II. THE SIN OF CONFUSING MORAL DISTINCTIONS. (Verse 20.) "Those do a great deal of wrong to God and religion and conscience—to their own souls, and to the souls of others who misrepresent ['evil and good'], and put false colors upon them; who call drunkenness good fellowship, and covetousness good husbandry, and, when they persecute the people of God, think they do him good service; and on the other hand, call seriousness ill nature, and sober singularity ill breeding, and say all manner of evil falsely concerning the ways of godliness "(Matthew Henry). The text well describes the spirit of our age. In our over-refinements we are losing the sternness of the truth, carefully polishing off every edge and point and corner that might prick conscience into activity. We are toning down moral distinctions until they are becoming quite confused and indistinct; we can hardly tell for certain what is right and what is wrong, what is evil and what is good. One of the most thoughtful of American divines, Dr. J. A. Alexander, writes thus: "Do not we with one breath assert the inviolable sanctity of the truth, but with the next breath make provision for benevolent, business, jocose, or thoughtless falsehood? Do we not, in the abstract, assert the claims of justice, and the obligation to give every man his own, but, in application to specific cases, think it lawful to enrich ourselves at other men's expense, or take advantage of another's weakness, ignorance, or error?

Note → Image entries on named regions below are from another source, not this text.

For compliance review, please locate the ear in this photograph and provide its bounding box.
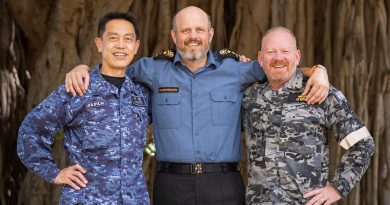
[209,28,214,43]
[134,40,141,55]
[257,51,263,67]
[295,49,301,66]
[95,37,103,53]
[171,30,176,45]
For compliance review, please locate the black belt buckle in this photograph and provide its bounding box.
[191,163,203,175]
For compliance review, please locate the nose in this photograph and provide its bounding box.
[116,38,125,48]
[190,29,197,38]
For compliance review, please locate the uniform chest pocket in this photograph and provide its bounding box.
[153,93,181,129]
[211,90,241,125]
[282,102,326,125]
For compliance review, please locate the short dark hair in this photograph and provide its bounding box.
[97,11,139,39]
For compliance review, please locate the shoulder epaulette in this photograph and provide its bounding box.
[218,48,240,61]
[153,49,176,61]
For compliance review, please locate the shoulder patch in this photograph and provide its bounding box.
[153,49,176,61]
[218,49,240,61]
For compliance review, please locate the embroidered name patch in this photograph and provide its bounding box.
[287,93,306,102]
[158,87,179,93]
[131,93,146,107]
[85,101,106,109]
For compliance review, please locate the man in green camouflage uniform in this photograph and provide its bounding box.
[243,27,375,205]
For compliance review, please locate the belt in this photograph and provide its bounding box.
[157,162,240,174]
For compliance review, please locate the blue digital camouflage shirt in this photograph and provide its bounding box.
[17,66,150,205]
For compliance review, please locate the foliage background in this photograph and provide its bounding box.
[0,0,390,205]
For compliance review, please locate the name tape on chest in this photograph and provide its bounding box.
[131,93,147,107]
[85,101,106,109]
[287,93,306,102]
[158,87,179,93]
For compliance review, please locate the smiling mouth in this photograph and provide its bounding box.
[113,52,127,57]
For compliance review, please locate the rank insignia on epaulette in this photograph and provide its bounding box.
[287,93,306,102]
[218,49,240,61]
[153,49,176,61]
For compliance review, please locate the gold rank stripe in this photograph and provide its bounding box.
[340,126,372,150]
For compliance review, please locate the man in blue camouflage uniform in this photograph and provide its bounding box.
[17,12,149,205]
[243,27,375,205]
[67,7,328,205]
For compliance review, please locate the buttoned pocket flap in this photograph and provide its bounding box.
[211,90,237,102]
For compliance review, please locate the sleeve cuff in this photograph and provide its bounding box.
[330,181,349,197]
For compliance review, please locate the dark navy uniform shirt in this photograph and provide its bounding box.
[127,51,264,163]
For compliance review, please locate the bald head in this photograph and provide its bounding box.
[261,27,297,51]
[172,6,211,31]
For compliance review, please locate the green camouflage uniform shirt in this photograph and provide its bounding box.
[243,73,375,205]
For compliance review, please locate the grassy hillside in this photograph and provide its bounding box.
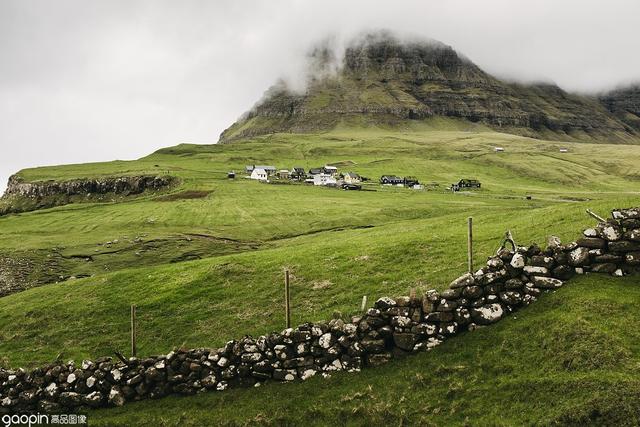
[89,277,640,426]
[0,126,640,425]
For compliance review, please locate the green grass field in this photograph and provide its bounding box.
[0,128,640,425]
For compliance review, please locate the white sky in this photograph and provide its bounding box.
[0,0,640,191]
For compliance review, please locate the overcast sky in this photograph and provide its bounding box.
[0,0,640,191]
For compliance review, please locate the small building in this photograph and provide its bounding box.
[404,176,420,188]
[380,175,404,186]
[289,166,306,181]
[313,173,338,185]
[251,168,269,181]
[451,178,480,191]
[276,169,290,179]
[342,172,361,184]
[322,165,338,175]
[244,165,276,176]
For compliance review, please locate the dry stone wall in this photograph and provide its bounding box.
[0,208,640,414]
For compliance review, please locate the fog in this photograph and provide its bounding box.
[0,0,640,191]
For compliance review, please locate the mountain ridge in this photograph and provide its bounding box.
[220,32,640,143]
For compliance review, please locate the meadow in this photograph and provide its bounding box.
[0,124,640,425]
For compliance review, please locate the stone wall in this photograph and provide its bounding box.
[0,175,178,216]
[0,208,640,413]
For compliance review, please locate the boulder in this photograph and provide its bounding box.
[531,276,563,289]
[470,303,505,325]
[462,286,482,299]
[569,247,589,267]
[449,273,475,289]
[591,263,618,274]
[499,291,522,305]
[393,332,418,351]
[624,252,640,265]
[576,237,607,249]
[609,240,640,252]
[509,252,526,269]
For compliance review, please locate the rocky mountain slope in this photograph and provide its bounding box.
[600,84,640,130]
[220,33,638,142]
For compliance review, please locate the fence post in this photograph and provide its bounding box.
[284,270,291,329]
[467,217,473,274]
[131,304,136,357]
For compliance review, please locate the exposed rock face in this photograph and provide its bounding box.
[3,175,173,198]
[600,84,640,130]
[0,175,177,215]
[220,33,635,142]
[0,209,640,414]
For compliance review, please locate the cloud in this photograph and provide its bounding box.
[0,0,640,188]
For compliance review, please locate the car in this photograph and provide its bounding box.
[340,183,362,190]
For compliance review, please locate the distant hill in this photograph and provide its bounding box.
[600,83,640,131]
[220,32,640,143]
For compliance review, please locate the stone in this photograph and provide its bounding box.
[470,303,504,325]
[436,299,458,311]
[522,265,549,276]
[393,333,417,351]
[487,257,504,271]
[529,255,555,269]
[374,297,396,310]
[424,311,453,322]
[624,252,640,265]
[547,236,562,249]
[602,224,622,242]
[440,288,462,300]
[552,265,575,280]
[499,291,522,305]
[367,353,391,366]
[531,276,563,289]
[576,237,607,249]
[360,338,385,353]
[582,228,598,237]
[318,332,335,349]
[569,247,589,267]
[462,286,482,299]
[591,263,618,274]
[391,316,411,328]
[624,228,640,242]
[449,273,475,289]
[58,391,83,408]
[510,253,526,269]
[609,240,640,252]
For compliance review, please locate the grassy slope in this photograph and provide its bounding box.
[0,129,640,425]
[89,277,640,426]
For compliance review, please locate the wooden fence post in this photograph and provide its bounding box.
[467,217,473,274]
[131,304,136,357]
[284,270,291,329]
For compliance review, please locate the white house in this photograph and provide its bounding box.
[323,165,338,175]
[251,168,269,181]
[313,173,338,185]
[343,172,360,184]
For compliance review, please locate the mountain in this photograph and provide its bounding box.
[600,83,640,131]
[220,32,638,143]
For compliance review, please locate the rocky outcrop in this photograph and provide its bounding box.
[0,175,177,215]
[0,208,640,414]
[220,33,638,142]
[600,84,640,130]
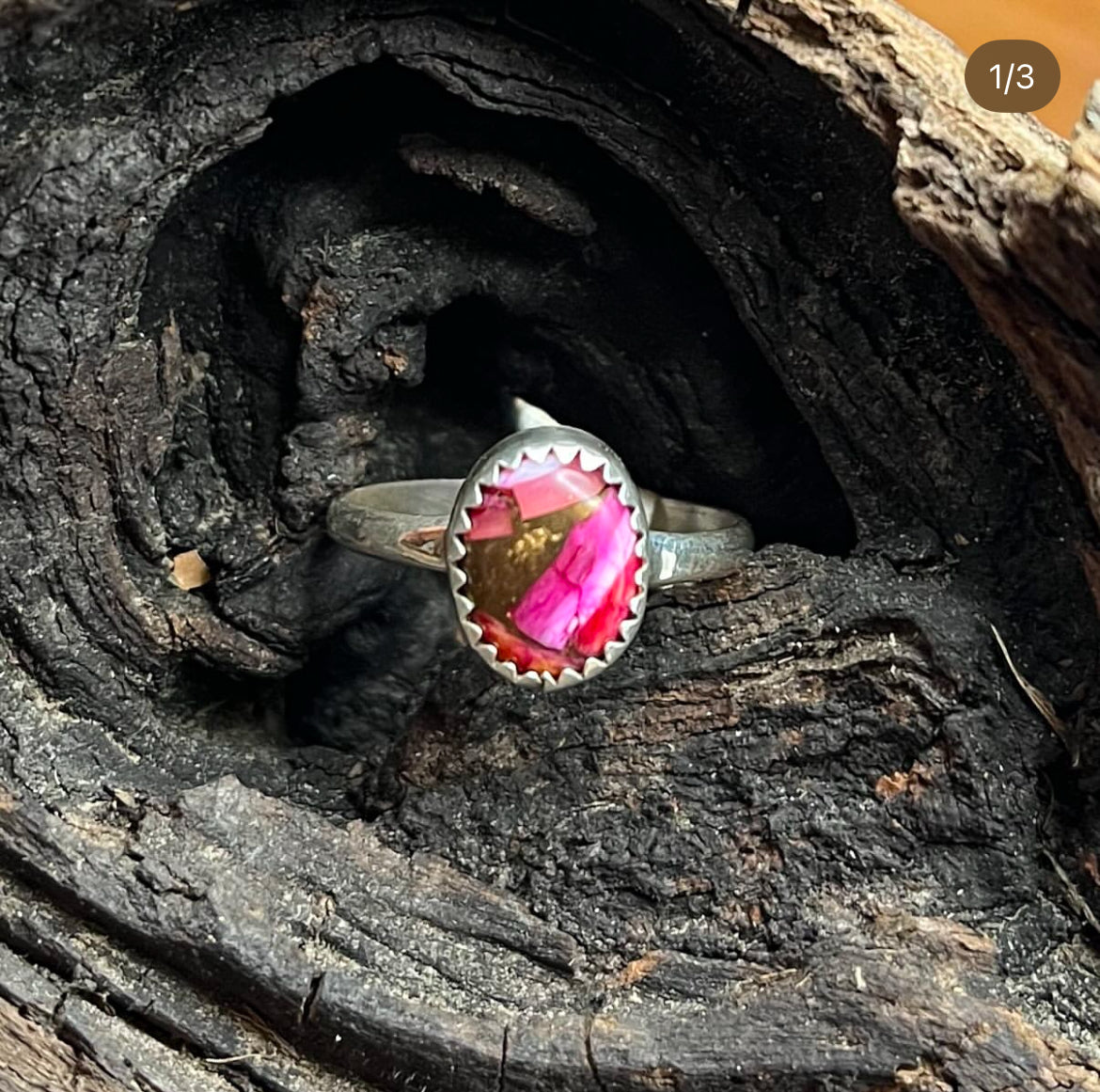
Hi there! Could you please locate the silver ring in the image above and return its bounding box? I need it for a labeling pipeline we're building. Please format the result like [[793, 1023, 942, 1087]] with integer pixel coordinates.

Do we not admit the paramount importance of religious duties in general, but in detail dissect away the vital parts as superstition, sanctimony, or fanaticism? Do we not approve the requisitions of the Law, and the provisions of the gospel, in so far as they apply to other people, but repudiate or pass them by as applying to ourselves? What is all this but saying of evil, it is good, and of good, it is evil?"

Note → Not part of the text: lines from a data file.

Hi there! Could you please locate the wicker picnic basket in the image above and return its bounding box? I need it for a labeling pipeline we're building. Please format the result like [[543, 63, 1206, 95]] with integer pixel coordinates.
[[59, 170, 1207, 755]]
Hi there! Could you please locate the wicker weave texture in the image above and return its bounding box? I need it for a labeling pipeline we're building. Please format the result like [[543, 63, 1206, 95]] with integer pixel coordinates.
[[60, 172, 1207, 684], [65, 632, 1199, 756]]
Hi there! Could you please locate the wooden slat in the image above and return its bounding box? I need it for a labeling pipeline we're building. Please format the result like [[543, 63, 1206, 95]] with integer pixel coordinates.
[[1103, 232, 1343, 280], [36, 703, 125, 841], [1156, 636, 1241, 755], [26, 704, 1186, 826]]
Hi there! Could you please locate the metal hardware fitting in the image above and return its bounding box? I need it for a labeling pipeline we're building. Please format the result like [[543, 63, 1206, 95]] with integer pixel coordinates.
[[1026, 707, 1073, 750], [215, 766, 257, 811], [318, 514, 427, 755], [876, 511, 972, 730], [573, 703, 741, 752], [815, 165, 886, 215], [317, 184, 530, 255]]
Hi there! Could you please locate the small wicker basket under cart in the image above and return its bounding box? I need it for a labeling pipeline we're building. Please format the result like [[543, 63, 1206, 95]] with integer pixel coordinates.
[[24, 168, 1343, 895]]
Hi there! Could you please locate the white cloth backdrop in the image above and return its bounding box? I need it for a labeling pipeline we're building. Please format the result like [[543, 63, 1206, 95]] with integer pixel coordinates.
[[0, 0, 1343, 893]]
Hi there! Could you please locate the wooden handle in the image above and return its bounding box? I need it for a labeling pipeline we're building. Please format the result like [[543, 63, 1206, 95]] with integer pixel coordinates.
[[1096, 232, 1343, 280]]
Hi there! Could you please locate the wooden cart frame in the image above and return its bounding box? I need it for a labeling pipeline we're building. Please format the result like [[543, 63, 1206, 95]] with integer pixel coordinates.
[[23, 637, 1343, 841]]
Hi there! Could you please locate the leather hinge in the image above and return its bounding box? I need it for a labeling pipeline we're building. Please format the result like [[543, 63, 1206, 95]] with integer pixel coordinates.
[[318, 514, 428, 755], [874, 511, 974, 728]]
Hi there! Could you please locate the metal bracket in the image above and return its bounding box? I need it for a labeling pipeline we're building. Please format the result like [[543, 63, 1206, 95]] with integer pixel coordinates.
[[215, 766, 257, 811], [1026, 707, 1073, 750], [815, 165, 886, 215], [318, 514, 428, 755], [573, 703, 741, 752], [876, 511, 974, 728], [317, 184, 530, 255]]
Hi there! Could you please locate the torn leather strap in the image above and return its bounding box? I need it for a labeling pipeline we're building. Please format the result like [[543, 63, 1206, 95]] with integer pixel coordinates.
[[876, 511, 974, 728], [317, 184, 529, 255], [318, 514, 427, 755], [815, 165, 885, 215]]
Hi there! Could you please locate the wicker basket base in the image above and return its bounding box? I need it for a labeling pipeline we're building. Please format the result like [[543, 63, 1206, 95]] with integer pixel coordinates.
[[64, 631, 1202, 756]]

III. THESIS OF SELF-CONCEIT. (Verse 21.) The first reference is to counselors, "whose ideal of statesmanship was a series of shifts and expedients, based on no principle of righteousness." This form of sin is too familiar to need much suggestion as to its treatment. God resisteth those who are conceited of their own wisdom and lean to their own understanding. "Seest thou a man wise in his own eyes? there is more hope of a fool than of him."

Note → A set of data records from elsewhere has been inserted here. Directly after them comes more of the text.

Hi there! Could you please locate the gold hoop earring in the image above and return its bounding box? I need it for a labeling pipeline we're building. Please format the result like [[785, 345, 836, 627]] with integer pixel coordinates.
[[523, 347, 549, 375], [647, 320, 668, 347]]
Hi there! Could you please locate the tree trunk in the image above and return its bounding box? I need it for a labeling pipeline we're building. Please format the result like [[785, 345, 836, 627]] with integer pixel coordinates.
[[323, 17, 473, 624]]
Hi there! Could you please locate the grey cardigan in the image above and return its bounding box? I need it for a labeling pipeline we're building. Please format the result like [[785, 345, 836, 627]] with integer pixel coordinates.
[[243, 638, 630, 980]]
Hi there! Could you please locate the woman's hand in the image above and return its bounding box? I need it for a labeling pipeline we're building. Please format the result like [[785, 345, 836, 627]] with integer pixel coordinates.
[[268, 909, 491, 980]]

IV. THE SIN OF CORRUPTING JUSTICE. (Verse 23.) "Who cleat the guilty for a bribe, and take the rights of worthy men from them." The idea is that justice is sacrificed to meet the demands of an expensive luxuriousness. So men now grind the faces of those who work for them to support their own extravagances. No greater evil can come upon a land than the poisoning of the fountains of justice; and there is no more certain source of national discontent hastening to rebellion. The prophet was himself deeply moved by the picture of the evils of his time which rose up before him. Nowhere could he look and gain the relief of a hope. Such an utterly wicked people must suffer. Seaward he looked, but there was not one gleam of light. Landward he looked, but not one gleam of light. Such is the end of wickedness. Bold though it may seem, defiant as it may sound, long as it may appear to hold out, this is the issue of it—dark, all dark. The very "light is darkened in the heavens thereof."—R.T.